Megalodon became extinct due to starvation

Scientists have suggested that with the beginning of the glacial period small whales that made up the diet of basking sharks, gradually died out, and larger species — for example, the ancestors of modern baleen whales, which benefited from a cold snap that turned out to be the Megalodon teeth.

Megalodon (Carcharocles megalodon) was the largest fish that ever plied the ocean. The age of the oldest found remains of these gigantic sharks is 14 million years, and they became extinct about 2.6 million years ago. The body length of the largest individuals of up to 16 meters, and the strength and breadth of the jaws, according to scientists, would have allowed the Megalodon to eat a car. However, they did not become the largest inhabitants of the seas: modern blue whales grow up to 33 meters, which is twice that of the largest Megalodon.

After having carefully examined the chips and scratches on the bones of marine mammals of the same age as Megalodon, paleontologists from Belgium, Italy and Peru concluded that Paleogene terminator of the seas, ate mostly small whales and other marine mammals. Uneven teeth Megalodon left burrs on the bones Piscobalaena nana is an extinct cetacean, the body length of which does not exceed 5 meters. Traces Megalodon teeth and discovered on the remains Piscophoca pacifica — a small fossil pinnipeds.


The jaw of a Megalodon

The authors of a study published in the journal Palaeogeography, Palaeoclimatology, Palaeoecology, specify that their data is not sufficient to be a comprehensive description of the diet of Megalodon. But if the monsters do eat small sea animals, their food preferences can explain their extinction.

Scientists explain their hypothesis: the approach of the ice age caused the sea to recede — some of the water frozen in the glaciers of the North and South poles. Together with the outlines of the continents has changed and ecosystems of coastal waters, where the gap between global glaciation flourished small whales are a favorite food of the Megalodon. However, these changes hardly touched the great whales, which prefer the open ocean.

Along with falling global temperatures changed way migration of plankton, and again the fate was favorable to large marine mammals — the ancestors of today’s humpback and blue whales, which due to the size and fast metabolism could make long sea crossings in search of food.

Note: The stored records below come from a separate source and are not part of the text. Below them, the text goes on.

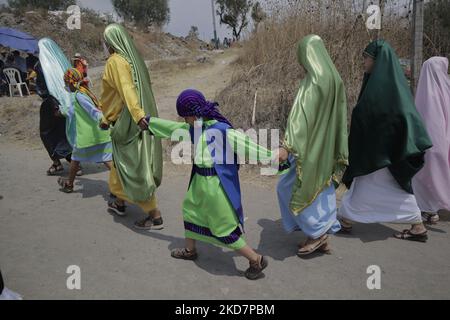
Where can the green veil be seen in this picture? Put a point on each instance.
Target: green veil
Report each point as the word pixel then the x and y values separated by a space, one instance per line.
pixel 386 129
pixel 137 154
pixel 316 132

For the Megalodon, it meant that all the loot had gone far into the open ocean. Cold-blooded, slow-moving sharks do not find food in the usual warm waters, and migrate to cold water could not. Former lords of the ocean could only find carrion and wait for the end, suggest the study authors.

Other studies explain the extinction of the Megalodon competition with carcharodon — modern white sharks.